GDP growth for 2020 in Sub-Saharan Africa (SSA) is forecasted to contract by 1.3%, significantly lower than the -6.1% of advanced economies with larger service sectors whilst the SSA 2021 consensus forecast of 4.1% currently shows Africa is expected to have a strong v-shaped recovery. Africa Equity Fund focuses on high quality, mostly subsidiaries of multinational companies, and trades on a price earnings ratio of 10.7, dividend yield of 7.0%, and a ROE of 30.8%. Our portfolio companies have strong balance sheets and have all reported resilient results in earnings season.

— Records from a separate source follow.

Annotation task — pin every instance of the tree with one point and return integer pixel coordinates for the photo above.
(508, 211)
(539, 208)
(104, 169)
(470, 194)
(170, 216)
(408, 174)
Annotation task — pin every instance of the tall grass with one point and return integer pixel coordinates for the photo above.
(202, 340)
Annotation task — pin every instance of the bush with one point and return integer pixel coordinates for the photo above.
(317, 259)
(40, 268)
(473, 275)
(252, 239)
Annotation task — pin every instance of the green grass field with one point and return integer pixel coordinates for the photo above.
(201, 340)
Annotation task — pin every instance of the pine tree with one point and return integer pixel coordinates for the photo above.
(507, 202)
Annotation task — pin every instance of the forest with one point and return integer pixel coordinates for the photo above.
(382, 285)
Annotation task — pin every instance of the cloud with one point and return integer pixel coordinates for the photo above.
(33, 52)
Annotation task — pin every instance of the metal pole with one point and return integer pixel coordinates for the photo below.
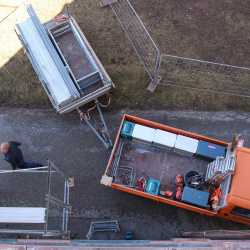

The threats to developed economies and markets are increasing daily while Africa, with its youthful population being the economic future of the world, is likely to experience decades of economic growth. We see increasing tension between China and the U.S. around trade deals and global economic positioning, which will result in ongoing developed market volatility. The U.S. dollar looks both expensive and vulnerable as these geopolitical tensions ratchet upwards. In this context global investors are significantly underweight on Africa exposure and we see the growing relevance of African investments for both performance and diversification purposes.